Strings and Regular Expressions Back

This chapter mainly helps you understand how regular expression engines internally process strings and teaches you how to write regular expressions that take advantage of this knowledge.

Also in this chapter, we will learn about the fastest cross-browser methods for concatenating and trimming strings, discover how to increase regex performance by reducing backtracking, and any other tips and tricks for efficiently processing strings and regular expressions.

1. String Concatenation

String concatenation is a common task for us to build a string, and how to optimize it?
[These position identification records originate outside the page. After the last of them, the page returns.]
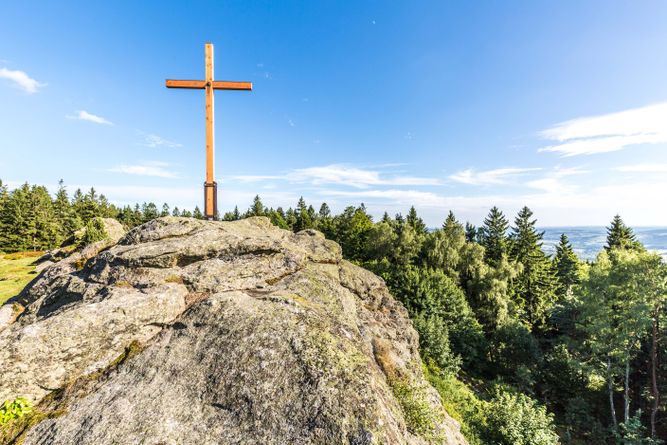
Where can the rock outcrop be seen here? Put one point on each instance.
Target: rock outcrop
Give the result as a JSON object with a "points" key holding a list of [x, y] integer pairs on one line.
{"points": [[196, 332]]}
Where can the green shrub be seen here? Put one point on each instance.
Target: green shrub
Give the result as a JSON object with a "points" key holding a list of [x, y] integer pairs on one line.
{"points": [[417, 411], [516, 419], [434, 343], [14, 410], [94, 231], [461, 403]]}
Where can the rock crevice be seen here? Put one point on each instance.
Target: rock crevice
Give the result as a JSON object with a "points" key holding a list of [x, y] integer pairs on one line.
{"points": [[249, 334]]}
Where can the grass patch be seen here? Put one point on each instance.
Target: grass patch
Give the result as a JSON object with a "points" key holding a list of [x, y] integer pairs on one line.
{"points": [[174, 279], [16, 270]]}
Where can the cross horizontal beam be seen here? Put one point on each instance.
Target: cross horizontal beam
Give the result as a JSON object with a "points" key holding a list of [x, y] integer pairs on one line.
{"points": [[216, 84]]}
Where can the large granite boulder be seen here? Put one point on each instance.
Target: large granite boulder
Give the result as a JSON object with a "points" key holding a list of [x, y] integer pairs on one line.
{"points": [[197, 332]]}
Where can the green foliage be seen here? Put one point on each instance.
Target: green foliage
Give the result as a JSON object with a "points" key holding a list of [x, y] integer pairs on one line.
{"points": [[493, 236], [417, 411], [461, 403], [12, 410], [490, 308], [431, 295], [535, 285], [566, 264], [94, 231], [16, 270], [633, 432], [516, 419], [620, 236], [434, 343]]}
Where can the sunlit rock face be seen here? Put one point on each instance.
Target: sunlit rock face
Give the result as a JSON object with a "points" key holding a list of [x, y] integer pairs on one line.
{"points": [[198, 332]]}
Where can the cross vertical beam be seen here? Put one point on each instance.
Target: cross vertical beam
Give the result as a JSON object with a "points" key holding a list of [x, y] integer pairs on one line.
{"points": [[210, 186], [209, 85]]}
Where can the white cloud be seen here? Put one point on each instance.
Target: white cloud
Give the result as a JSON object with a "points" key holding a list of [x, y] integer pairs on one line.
{"points": [[343, 175], [552, 182], [489, 177], [86, 116], [153, 140], [643, 168], [400, 197], [609, 132], [146, 169], [21, 79]]}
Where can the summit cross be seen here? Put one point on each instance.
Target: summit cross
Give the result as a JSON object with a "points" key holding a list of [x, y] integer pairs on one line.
{"points": [[210, 186]]}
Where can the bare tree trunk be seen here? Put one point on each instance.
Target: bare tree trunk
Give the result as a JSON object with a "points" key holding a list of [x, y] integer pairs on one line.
{"points": [[626, 395], [610, 385], [655, 392]]}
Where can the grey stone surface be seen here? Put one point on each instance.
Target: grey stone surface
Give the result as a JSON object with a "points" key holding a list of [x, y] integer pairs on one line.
{"points": [[249, 334]]}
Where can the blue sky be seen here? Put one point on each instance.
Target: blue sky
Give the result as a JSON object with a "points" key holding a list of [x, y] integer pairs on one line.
{"points": [[561, 106]]}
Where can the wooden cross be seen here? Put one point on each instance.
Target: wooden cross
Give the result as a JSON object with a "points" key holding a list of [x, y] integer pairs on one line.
{"points": [[210, 186]]}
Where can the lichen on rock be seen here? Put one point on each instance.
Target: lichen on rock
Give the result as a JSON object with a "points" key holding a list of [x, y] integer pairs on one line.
{"points": [[249, 334]]}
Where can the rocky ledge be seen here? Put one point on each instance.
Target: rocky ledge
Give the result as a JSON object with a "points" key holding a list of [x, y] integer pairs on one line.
{"points": [[197, 332]]}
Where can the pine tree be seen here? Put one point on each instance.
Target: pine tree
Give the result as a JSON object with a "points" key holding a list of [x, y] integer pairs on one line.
{"points": [[257, 208], [66, 218], [303, 216], [493, 236], [471, 233], [620, 236], [4, 196], [566, 264], [149, 211], [442, 248], [535, 284], [46, 226], [416, 222], [18, 220], [325, 211]]}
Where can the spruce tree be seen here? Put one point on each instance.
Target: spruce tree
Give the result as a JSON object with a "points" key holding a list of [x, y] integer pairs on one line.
{"points": [[471, 233], [566, 264], [66, 218], [621, 236], [257, 208], [303, 216], [493, 236], [4, 195], [325, 221], [536, 282], [46, 225], [149, 211], [415, 221]]}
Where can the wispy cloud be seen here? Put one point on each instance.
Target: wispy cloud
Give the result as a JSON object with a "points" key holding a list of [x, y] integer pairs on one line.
{"points": [[396, 197], [86, 116], [153, 140], [552, 183], [21, 79], [609, 132], [489, 177], [343, 175], [643, 168], [158, 169]]}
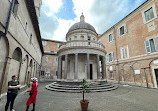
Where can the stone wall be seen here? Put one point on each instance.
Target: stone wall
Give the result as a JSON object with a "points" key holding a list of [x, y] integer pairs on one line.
{"points": [[139, 61], [21, 35]]}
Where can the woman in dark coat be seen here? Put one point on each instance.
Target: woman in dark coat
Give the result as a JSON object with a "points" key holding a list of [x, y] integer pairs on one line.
{"points": [[33, 94]]}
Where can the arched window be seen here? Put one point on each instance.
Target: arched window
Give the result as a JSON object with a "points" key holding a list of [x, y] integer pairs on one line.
{"points": [[17, 54], [89, 38], [82, 37]]}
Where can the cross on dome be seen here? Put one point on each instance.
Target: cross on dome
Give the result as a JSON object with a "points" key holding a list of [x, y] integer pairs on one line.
{"points": [[82, 18]]}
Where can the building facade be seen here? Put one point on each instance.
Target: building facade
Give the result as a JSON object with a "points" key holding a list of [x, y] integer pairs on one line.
{"points": [[20, 41], [82, 55], [132, 47], [50, 59]]}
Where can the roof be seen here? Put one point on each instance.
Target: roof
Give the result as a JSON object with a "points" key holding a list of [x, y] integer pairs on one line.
{"points": [[81, 25], [43, 39], [125, 17], [32, 12]]}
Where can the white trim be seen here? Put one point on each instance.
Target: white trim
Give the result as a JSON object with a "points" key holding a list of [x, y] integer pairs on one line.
{"points": [[122, 53], [154, 11], [112, 55], [118, 30]]}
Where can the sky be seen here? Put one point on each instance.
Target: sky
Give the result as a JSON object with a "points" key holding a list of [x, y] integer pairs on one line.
{"points": [[57, 16]]}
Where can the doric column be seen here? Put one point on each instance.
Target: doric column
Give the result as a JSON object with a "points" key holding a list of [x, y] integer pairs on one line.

For starters, there is more than one way to merge strings

Method	Example
The `+` operator	`str = 'a' + 'b' + 'c';`
The `+=` operator	`str = 'a';`
	`str += 'b';`
	`str += 'c';`
array.join()	`str = ['a', 'b', 'c'].join('');`
string.concat()	`str = 'a';`
	`str = str.concat('b', 'c');`

All of these methods are fast when concatenating a few strings, nevertheless as the length and number of strings that must be merged increases, some methods start to show their strength.

1.1 `+` and `+=` Operators

Several techniques maximize the efficiency of these operators.

First, an example.

str += 'one' + 'two';

When evaluating this code, four steps are taken:

A temporary string is created in memory.
The concatenated value "onetwo" is assigned to the temporary string.
The temporary string is concatenated with the current value of str.
The result is assigned to str.

But considering the following code, which avoids the temporary string (step 1 and step 2 in the above list), and it will end up running about 10%-40% faster in most browsers:

str += 'one';
str += 'two';

In fact, you can get the same performance improvement using one statement like this:

/** equivalent to `str = ((str + 'one') + 'two')` */
str = str + 'one' + 'two';

Why? That's because the concatenation is based on the str itself, and avoid the temporary string, which will allocate some memory. For this reason, if you assign like this, you'll also lose your improvement:

str = 'one' + str + 'two';

Apart from IE, browsers try to expand the memory allocation for the string on the left of an expression and simply copy the second string to the end of it. So, in that browsers, it's recommended not to copy a long string, while there is a short one.

var s1 = 'one';
var s3 = 'three';

/** not `var s = s1 + s3;` */
var s = s3 + s1;

These techniques don't apply to IE. They have little, if any, effect in IE8 and can actually make things slower in IE7 and earlier.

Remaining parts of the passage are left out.